No, quitting wasn’t an option. I had to power through.
About ten minutes into what felt like an eternity, I had to call for a break. “Cliff,” I said, “I seriously underestimated this. My respect for anyone with tattoos just went through the roof.” I needed a moment to mentally regroup and reconcile the reality with my expectations.
I started questioning my own pain tolerance. I’ve always prided myself on having a high pain threshold. I used to run marathons and even ultra-marathons, pushing myself to the absolute limit. I had that “bring-it-on” mentality when it came to physical challenges. But in those situations, the pain had a purpose. In races, it was about pushing for a personal best or achieving a goal.
But what was the purpose of this pain? To get a tattoo. And honestly, whatever allure tattoos held for other people, I wasn’t feeling it in that moment. I thought a tattoo might be “kind of cool,” enough to endure a “slight burning sensation.” But this… this hot razor carving? Was “kind of cool” really worth it?
All that was left was pride. But even that felt flimsy. Why should I care if strangers thought I was tough?
Just as I was in this motivational crisis, Cliff mentioned we should get back to it if we wanted to finish in one session. As I reluctantly positioned myself back on the table, the absurdity of the situation hit me. “This is utterly absurd!” I thought.
And in that absurdity, I found my motivation.
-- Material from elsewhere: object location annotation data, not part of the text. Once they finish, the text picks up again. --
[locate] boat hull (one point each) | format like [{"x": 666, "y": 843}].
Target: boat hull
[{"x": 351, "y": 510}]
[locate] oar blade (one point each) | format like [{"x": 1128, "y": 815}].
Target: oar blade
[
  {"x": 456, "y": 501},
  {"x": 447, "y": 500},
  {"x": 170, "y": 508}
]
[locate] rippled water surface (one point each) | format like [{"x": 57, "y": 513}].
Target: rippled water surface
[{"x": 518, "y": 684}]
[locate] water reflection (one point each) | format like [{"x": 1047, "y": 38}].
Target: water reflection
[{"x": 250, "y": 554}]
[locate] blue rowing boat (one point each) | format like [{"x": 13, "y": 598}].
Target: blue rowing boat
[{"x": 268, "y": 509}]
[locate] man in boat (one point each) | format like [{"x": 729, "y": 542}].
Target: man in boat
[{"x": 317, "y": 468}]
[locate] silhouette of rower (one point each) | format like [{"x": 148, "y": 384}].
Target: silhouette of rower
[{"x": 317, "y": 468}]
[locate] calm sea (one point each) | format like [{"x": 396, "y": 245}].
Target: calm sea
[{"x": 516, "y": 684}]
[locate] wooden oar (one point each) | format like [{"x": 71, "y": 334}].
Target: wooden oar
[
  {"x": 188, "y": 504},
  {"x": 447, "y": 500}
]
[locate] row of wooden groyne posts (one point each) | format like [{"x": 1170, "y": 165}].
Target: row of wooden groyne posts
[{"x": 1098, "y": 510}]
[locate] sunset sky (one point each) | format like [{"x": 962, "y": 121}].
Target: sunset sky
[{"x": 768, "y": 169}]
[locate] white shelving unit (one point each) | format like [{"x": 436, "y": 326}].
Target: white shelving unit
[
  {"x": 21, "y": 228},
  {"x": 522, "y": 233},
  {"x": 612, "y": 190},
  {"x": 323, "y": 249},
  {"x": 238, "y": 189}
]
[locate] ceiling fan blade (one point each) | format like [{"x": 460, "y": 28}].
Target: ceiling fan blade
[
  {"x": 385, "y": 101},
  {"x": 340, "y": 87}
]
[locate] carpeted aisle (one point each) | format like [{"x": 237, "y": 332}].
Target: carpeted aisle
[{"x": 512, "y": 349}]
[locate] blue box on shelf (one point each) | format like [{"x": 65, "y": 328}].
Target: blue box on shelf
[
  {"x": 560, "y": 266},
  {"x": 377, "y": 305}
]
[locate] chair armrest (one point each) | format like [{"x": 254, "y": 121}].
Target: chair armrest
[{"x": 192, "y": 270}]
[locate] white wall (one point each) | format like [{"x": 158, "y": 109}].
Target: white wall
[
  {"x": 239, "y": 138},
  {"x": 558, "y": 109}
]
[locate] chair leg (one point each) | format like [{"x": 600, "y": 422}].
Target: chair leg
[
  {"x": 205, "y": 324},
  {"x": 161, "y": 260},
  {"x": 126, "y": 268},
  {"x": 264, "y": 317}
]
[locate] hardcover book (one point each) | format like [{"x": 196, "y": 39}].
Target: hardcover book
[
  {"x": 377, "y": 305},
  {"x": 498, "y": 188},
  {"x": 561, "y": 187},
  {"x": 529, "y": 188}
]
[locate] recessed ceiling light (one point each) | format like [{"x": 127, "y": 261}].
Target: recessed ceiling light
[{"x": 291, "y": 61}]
Yes, it was absurd to endure this for a tattoo, especially one that, let’s be honest, might not always be on display depending on placement (and clothing choices!). But maybe that was the point. Maybe it was time to break from the routine, the perfectly reasonable monotony, and do something utterly, wonderfully absurd. Maybe it was about proving to myself that I could handle it, that I was stronger than the pain.
I swapped out my calming music for Slipknot. Sorry, spiritual contemplation, but this was a Slipknot moment. Headphones up, a sugary candy in my mouth, I gave Cliff a wry smile and said, “Bring it on.”
It wasn’t instant, and it wasn’t constant, but something shifted. That familiar feeling of being stronger than the pain started to creep in. Was it still intensely uncomfortable? Absolutely. Did it still feel like a searing razor at times? Yep. But the “bring-it-on” attitude, fueled by the sheer absurdity of it all, was enough to get me through the remaining two hours and fifteen minutes.
Now that I have my tattoo, permanently etched, I can honestly say I’m glad I was a bit naive about the pain. If I had known exactly what it would feel like, I might have backed out. But now that it’s done… well, I have to admit, there’s a tiny sense of badassery that comes with it. And maybe, just maybe, that little bit of absurdity was exactly what I needed.